— И по-английски выучился?
— Выучился.
— И, кажется, газеты читаешь? — спрашивал лейтенант, заметивший газету, торчавшую из кармана пиджака Чайкина.
— Читаю… Любопытно, что на свете делается, ваше благородие.
— И как ты поправился… Загорел… Совсем молодцом стал! — ласково говорил Погожин.
— Спасибо на добром слове и за то, что вы о матросах только что изволили говорить, ваше благородие! Бог за это вам счастия пошлет!.. — взволнованно произнес Чайкин.
— И тебе спасибо, и тебе дай бог счастия, Чайкин.
— А за то, что и вы меня пожалели, дозвольте поблагодарить вашескобродие… И осмелюсь просить пожалеть и прочих матросиков… А затем счастливо оставаться, вашескобродие! Прощайте, добрый барин! — обратился Чайкин к молодому лейтенанту.
И, снявши шляпу, он поклонился и ушел.
— Прощай, Чайкин! — крикнул ему вдогонку Погожин.
Несколько минут оба офицера стояли в молчании.

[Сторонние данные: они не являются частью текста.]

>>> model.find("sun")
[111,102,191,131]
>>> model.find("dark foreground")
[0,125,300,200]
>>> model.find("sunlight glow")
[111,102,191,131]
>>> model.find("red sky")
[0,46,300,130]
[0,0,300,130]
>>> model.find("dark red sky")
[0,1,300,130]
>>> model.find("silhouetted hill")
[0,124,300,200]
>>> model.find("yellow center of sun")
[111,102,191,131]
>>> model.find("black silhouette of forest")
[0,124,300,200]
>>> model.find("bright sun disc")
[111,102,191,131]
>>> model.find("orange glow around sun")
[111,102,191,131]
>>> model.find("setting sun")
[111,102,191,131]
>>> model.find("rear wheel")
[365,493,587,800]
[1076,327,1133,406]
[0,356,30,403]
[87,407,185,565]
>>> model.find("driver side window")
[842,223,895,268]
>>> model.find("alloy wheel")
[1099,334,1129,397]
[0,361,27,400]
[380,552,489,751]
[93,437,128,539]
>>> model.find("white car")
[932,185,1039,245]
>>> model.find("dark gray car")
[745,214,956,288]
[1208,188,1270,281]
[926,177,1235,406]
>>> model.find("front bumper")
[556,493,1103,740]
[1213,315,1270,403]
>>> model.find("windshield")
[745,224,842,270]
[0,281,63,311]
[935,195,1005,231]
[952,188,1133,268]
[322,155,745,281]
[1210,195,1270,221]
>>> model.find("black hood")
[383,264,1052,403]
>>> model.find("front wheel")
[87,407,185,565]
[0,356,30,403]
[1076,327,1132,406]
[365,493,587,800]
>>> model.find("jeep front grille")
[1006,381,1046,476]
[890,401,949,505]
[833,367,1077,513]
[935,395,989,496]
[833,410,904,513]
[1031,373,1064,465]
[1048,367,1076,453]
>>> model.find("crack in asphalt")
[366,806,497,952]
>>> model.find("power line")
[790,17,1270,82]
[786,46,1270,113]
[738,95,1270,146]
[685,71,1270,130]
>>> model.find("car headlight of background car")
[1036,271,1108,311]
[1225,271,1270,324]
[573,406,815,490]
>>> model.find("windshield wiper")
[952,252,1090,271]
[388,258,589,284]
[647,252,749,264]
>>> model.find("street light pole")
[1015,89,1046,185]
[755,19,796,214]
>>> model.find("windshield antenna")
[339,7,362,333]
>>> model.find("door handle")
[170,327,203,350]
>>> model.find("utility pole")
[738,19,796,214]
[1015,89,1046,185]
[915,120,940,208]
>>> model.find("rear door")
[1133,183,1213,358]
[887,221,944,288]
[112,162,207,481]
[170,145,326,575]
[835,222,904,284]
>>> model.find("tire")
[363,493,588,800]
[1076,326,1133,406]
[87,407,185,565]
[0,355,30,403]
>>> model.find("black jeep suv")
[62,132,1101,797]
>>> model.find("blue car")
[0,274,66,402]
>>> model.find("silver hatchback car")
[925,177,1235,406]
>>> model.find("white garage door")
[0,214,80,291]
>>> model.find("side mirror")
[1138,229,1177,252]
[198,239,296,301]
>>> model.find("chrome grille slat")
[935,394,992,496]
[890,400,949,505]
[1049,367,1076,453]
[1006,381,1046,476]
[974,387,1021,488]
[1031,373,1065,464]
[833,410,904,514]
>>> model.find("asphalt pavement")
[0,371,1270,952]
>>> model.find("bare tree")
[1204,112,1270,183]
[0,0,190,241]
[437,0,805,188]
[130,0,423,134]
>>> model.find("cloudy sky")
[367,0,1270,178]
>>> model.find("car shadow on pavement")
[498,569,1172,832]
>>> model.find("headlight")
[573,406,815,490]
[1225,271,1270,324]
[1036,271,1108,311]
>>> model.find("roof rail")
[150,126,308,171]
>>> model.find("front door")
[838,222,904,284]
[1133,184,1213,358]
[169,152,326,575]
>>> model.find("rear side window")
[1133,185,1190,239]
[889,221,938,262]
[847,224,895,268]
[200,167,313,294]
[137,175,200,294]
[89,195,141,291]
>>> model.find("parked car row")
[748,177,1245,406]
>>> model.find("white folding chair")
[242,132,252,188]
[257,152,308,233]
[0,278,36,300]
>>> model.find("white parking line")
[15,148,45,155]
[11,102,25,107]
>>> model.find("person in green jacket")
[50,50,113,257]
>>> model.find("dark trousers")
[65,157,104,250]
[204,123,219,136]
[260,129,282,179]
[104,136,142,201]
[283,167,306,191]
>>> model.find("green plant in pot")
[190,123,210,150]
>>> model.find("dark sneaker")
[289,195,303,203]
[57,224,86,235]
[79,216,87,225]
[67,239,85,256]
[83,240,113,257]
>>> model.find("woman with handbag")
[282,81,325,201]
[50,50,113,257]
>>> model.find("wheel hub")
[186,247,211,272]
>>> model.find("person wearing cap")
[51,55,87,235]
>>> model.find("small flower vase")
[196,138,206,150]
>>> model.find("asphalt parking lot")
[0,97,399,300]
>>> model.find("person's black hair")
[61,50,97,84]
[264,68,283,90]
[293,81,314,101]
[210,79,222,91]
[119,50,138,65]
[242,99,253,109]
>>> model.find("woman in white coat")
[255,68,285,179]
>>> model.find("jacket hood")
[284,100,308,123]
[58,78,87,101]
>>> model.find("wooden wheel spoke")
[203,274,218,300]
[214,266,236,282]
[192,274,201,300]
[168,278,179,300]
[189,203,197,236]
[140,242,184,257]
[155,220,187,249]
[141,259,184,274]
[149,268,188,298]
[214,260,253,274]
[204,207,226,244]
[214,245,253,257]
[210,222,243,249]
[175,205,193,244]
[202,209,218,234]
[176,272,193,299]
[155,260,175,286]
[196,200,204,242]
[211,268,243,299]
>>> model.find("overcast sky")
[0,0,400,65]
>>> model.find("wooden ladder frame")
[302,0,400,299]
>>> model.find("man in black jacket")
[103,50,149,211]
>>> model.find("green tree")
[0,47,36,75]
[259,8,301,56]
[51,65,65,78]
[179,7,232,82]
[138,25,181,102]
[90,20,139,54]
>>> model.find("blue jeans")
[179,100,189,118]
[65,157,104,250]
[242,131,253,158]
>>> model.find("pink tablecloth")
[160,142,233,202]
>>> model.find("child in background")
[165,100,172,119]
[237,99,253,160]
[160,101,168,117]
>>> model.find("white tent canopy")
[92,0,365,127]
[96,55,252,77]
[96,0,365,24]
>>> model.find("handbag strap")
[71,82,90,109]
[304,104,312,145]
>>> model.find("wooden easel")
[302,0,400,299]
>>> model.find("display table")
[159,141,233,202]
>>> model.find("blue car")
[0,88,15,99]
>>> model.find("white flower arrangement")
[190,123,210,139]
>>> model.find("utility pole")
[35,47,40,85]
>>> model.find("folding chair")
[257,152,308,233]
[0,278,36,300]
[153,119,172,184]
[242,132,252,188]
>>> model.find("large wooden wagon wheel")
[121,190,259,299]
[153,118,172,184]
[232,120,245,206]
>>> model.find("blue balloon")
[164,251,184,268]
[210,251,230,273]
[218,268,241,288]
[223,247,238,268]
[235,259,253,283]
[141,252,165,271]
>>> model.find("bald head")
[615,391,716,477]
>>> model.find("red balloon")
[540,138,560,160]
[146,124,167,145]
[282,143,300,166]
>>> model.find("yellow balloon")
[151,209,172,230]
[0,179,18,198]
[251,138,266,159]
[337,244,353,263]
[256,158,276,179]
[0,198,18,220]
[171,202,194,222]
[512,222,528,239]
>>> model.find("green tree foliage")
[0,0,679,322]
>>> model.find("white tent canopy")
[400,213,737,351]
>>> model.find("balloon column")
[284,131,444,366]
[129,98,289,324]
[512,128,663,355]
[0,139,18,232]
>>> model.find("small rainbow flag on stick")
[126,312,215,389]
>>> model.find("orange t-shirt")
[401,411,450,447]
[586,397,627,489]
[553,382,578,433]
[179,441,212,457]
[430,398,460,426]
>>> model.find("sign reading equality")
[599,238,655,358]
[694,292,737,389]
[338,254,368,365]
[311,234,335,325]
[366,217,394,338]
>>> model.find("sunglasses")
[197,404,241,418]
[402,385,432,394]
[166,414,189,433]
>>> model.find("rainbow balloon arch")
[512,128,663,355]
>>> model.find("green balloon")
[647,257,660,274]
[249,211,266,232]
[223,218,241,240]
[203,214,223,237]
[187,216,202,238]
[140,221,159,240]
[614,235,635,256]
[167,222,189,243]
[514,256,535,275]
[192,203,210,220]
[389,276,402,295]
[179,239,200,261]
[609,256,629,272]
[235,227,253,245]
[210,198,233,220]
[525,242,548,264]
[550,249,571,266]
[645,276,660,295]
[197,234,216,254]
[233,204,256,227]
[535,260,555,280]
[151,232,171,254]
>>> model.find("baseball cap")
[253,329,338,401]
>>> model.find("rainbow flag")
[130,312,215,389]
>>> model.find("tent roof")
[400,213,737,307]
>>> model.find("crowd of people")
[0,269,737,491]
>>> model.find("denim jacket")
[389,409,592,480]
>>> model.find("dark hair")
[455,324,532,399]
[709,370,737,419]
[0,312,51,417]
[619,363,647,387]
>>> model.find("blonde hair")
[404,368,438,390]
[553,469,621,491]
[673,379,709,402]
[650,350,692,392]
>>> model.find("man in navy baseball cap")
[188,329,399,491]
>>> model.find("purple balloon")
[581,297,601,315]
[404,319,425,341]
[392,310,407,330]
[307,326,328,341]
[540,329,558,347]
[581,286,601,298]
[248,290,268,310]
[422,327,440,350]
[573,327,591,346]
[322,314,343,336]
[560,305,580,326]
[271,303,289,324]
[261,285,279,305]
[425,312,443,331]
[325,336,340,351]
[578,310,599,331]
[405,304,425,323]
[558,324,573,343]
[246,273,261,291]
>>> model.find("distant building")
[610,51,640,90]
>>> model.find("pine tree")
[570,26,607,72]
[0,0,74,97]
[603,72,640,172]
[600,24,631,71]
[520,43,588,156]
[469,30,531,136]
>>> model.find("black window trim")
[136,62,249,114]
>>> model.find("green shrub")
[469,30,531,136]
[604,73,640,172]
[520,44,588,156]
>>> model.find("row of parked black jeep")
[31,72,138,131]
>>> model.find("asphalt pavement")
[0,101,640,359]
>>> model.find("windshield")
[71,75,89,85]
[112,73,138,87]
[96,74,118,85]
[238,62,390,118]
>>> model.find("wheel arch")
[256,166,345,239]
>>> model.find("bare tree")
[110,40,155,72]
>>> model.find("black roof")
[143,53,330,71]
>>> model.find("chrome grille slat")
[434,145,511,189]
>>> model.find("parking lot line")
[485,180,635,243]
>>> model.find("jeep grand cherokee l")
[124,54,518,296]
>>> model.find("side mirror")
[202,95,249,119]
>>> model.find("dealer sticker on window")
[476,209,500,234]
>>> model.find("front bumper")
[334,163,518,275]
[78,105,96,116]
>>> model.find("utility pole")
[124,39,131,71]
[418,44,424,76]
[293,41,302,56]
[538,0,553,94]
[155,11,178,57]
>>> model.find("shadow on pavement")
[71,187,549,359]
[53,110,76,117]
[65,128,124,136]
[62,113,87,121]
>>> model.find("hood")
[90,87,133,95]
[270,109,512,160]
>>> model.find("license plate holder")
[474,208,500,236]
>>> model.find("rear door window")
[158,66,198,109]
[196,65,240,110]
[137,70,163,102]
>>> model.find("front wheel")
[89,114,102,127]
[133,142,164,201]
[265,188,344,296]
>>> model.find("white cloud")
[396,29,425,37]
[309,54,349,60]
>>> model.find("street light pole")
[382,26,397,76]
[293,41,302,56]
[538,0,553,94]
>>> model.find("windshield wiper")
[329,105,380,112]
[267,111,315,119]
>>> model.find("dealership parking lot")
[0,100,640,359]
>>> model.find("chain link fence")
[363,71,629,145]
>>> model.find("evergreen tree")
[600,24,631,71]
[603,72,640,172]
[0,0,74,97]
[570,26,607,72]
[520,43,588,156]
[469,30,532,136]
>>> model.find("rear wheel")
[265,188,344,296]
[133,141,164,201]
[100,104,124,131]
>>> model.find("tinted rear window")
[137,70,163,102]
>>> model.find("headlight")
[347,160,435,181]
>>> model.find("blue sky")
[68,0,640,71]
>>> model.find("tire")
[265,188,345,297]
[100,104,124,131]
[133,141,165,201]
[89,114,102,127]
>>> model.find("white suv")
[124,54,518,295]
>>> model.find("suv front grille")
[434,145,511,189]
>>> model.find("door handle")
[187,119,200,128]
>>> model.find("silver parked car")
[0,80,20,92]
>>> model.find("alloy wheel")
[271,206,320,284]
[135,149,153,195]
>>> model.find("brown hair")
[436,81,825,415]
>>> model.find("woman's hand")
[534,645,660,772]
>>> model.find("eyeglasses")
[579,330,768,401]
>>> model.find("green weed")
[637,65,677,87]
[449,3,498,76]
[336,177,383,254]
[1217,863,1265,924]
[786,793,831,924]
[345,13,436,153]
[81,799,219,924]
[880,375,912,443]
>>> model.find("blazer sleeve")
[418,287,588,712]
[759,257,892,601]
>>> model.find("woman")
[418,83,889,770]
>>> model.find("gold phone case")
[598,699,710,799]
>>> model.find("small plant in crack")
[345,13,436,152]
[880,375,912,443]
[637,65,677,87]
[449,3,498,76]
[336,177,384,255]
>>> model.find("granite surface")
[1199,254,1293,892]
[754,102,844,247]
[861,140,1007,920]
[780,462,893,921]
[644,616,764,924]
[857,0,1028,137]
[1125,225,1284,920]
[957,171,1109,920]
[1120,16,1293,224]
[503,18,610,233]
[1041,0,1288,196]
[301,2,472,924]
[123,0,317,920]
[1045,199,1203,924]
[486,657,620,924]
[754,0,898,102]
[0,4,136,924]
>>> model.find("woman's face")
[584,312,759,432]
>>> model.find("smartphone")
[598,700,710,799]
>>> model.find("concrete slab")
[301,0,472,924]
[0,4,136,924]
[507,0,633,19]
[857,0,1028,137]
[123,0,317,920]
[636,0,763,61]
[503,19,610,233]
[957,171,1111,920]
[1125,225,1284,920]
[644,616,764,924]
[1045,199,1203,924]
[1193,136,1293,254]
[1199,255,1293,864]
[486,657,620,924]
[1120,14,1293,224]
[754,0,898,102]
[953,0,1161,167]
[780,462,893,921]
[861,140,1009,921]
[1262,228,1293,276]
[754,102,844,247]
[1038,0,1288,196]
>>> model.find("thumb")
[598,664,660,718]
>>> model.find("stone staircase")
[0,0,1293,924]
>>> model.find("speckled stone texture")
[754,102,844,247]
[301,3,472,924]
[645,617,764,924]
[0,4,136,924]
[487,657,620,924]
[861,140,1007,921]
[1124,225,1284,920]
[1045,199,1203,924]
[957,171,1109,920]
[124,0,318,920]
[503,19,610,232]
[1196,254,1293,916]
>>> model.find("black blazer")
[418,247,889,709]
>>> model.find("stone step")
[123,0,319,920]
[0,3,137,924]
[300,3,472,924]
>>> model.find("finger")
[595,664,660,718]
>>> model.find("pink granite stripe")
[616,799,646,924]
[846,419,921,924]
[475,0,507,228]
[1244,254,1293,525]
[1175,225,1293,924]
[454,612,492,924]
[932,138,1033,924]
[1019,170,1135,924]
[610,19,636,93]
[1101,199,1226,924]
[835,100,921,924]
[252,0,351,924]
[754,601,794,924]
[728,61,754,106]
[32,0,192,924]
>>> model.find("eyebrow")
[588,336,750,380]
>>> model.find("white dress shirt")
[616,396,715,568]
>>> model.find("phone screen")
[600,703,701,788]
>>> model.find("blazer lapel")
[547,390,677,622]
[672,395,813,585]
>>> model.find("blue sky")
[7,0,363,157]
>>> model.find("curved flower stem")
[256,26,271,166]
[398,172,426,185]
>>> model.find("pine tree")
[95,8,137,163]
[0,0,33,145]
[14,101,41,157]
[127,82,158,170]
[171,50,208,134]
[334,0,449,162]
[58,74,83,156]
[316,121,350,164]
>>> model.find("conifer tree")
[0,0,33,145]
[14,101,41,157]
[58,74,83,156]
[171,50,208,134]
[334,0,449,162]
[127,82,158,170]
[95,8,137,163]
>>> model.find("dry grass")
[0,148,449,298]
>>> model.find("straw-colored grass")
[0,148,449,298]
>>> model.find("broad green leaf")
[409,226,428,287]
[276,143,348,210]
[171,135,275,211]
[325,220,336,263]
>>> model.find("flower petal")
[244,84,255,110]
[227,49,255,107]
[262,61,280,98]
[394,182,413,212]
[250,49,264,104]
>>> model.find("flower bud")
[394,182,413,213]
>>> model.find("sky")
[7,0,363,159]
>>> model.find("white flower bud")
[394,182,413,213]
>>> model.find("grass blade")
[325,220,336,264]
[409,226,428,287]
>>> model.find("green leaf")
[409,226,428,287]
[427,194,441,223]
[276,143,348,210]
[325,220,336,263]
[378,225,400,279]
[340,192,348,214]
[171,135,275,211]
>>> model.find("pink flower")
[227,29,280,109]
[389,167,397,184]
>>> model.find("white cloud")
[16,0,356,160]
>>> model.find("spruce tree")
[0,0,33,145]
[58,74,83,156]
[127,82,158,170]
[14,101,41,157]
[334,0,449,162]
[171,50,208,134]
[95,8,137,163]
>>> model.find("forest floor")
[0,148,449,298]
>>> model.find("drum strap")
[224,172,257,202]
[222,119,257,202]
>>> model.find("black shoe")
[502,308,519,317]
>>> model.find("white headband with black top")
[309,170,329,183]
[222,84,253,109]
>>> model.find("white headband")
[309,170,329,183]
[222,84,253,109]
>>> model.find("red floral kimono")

— Каков! — проговорил наконец старший офицер. — Ну, едем, что ли?..
Старший офицер поднялся мрачный, и два русских офицера молча пошли к выходу из сада, вдруг окутанного темнотой быстро спустившегося вечера.
2
Чайкин нашел дом, в котором он остановился с Дунаевым, не без расспросов у полисменов.
Наконец он поднялся на четвертый этаж и позвонил.
Ему отворила двери хозяйка квартиры, пожилая дама, и сказала, что без него приходил и спрашивал его какой-то молодой человек.
— А как фамилия?
— Спрашивала — не сказал.
— А какой наружности?
— Очень приятный джентльмен… Брюнет… Сказал, что завтра зайдет, и просил передать свое почтение.
«Верно, Дэк, не кто другой, и, верно, от Дунаева узнал о квартире», — подумал Чайкин, входя в комнату, и, усталый после ходьбы, бросился на маленький диванчик.
Незаметно для себя он уснул и около одиннадцати часов был разбужен своим сожителем Дунаевым.
Тот имел вид именинника и весело говорил Чайкину:
— Вечер такой чудесный, а ты, братец ты мой, спишь… А я только что гулял… С невестой гулял! Толковали насчет лавки, — прибавил он.
— Столковались? — протирая глаза, спросил Чайкин.
— Одобряет. И отличная из нее выйдет торговка, я тебе, братец, скажу! Все, можно сказать, наскрозь понимает…
— Это что… А главное, душевная ли? — спросил Чайкин.
— Должно быть. Здесь, братец ты мой, душевность свою люди не так скоро оказывают, как у нас в России. Здесь на деле больше оказывается человек, а разговору не любят… Ну, а ты что сегодня делал? Был насчет места? — спрашивал Дунаев и стал раздеваться.
Чайкин рассказал, где был, и сообщил о встрече в саду со старшим офицером и лейтенантом Погожиным.
— Хочется и мне землячков повидать! — сказал Дунаев. — И я завтра пойду на пристань; вместе пойдем… И толковитая, братец ты мой, моя невеста… Ах, какая толковитая… И умна понятием… И деньги мои к себе спрятала, чтобы целы были… «А то, говорит, ты опять ими хвастать начнешь!» — добродушно смеясь, снова стал нахваливать Дунаев свою будущую подругу жизни.